RECEIPT BANK

Prime exceptionnelle de 1000 euros : nouvelles conditions

Article écrit par (1432 articles)
Modifié le
116 731 lectures
Les conditions de versement de la prime exceptionnelle défiscalisée

La prime exceptionnelle de pouvoir d'achat 1 000¤, exonérée de charges sociales et défiscalisée est reconduite en 2020 sous conditions.

Elle peut être versée aux salariés entre le 28 décembre 2019 et le 30 juin 2020 et les employeurs doivent obligatoirement mettre en place un accord d'intéressement simplifié, avant le 30 juin 2020 et pour une durée d'un an.

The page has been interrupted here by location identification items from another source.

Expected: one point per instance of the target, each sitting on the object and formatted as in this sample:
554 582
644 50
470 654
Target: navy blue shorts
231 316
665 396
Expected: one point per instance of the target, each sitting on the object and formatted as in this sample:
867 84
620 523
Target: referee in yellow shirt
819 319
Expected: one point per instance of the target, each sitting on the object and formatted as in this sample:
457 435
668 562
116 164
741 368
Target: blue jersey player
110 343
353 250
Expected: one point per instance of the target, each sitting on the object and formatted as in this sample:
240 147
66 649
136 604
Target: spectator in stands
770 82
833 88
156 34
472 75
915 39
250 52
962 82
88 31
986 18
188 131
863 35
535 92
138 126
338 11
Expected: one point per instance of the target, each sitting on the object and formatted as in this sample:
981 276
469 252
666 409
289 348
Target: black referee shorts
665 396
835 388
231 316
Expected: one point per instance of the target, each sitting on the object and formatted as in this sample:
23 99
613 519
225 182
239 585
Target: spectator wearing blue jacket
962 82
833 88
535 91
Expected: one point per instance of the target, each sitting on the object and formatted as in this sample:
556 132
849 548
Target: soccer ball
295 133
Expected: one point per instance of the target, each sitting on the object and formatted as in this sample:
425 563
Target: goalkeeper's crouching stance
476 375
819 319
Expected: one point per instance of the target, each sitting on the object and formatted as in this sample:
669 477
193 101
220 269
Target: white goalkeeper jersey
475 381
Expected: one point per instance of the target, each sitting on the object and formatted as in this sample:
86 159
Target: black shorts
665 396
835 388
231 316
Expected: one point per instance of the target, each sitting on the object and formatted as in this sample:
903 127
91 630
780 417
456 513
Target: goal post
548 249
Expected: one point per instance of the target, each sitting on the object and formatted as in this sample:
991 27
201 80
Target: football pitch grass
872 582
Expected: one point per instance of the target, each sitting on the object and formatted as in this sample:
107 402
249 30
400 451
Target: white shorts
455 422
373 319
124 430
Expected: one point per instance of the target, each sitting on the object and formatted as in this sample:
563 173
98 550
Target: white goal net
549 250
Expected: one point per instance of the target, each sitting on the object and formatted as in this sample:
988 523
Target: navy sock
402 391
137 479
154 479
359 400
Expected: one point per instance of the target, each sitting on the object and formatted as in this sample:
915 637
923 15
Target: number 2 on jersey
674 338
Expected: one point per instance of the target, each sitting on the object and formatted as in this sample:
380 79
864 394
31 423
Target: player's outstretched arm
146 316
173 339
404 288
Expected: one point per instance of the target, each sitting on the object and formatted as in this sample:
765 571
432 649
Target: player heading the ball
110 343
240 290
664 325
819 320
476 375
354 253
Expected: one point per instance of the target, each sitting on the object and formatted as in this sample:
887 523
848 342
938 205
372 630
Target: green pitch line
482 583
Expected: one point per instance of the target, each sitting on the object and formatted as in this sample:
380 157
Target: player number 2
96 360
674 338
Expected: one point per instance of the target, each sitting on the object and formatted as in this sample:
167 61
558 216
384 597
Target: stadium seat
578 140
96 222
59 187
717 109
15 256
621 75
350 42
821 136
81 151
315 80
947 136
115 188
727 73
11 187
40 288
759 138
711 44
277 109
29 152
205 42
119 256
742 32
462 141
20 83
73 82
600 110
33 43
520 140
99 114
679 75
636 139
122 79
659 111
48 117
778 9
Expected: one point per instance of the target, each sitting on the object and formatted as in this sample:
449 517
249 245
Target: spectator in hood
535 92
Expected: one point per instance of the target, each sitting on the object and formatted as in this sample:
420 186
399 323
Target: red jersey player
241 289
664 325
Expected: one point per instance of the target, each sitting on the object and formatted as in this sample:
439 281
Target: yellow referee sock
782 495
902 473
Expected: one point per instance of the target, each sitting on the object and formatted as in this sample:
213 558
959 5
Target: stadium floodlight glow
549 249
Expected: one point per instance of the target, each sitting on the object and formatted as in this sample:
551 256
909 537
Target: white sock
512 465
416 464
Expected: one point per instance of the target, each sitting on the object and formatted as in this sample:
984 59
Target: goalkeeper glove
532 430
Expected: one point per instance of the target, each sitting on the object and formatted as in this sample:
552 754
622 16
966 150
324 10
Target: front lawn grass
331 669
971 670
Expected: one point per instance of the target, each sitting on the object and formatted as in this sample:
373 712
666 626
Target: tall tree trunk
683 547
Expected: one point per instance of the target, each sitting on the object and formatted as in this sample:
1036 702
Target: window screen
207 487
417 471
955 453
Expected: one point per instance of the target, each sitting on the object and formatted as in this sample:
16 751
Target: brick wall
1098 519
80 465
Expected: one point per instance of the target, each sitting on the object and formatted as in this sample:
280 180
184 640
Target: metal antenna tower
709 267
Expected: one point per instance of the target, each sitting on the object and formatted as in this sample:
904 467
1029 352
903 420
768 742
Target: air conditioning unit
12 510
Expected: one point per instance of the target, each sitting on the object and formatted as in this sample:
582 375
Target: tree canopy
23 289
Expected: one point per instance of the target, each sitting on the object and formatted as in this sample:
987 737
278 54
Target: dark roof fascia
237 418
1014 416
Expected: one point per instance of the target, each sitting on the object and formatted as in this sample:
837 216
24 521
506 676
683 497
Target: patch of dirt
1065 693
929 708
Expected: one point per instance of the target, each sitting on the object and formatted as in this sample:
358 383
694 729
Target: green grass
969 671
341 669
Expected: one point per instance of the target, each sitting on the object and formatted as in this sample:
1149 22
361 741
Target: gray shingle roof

Elle est déclarée en DSN via le code type de personnel ou CTP 510 dès l'échéance de janvier.

La loi portant mesures d'urgence économiques et sociales avait mis en place un dispositif provisoire qui permettait aux employeurs, de verser une prime de 1000 euros sans cotisations et contributions sociales.

Reconduite par la loi de financement de la Sécurité sociale pour 2020, la prime Macron s'adresse aux salariés dont la rémunération ne dépasse pas 3 fois le SMIC soit environ 3 630¤ net par mois.

Initialement versée avant le 31 mars 2019, la prime dite « gilets jaunes » dépend désormais de la conclusion d'un accord d'intéressement d'un an minimum. Les sommes versées dans le cadre de l'intéressement sont seulement soumises à CSG CRDS et à forfait social (uniquement dans les entreprises de plus de 250 salariés).

Rappelons également que la mise en place de la prime doit se faire par décision unilatérale de l'employeur qui ne sera pas déposée auprès de la DIRECCTE.

 

Les salariés concernés par la prime défiscalisée de 1000¤

La prime exceptionnelle de pouvoir d'achat de 1 000¤ concerne tous les salariés qui entrent dans le champ d'application de l'assurance chômage et dont la rémunération est inférieure à 3 fois le SMIC annuel soit la somme de 55 419¤ bruts par an ou 4 618,25¤ bruts par mois en 2020.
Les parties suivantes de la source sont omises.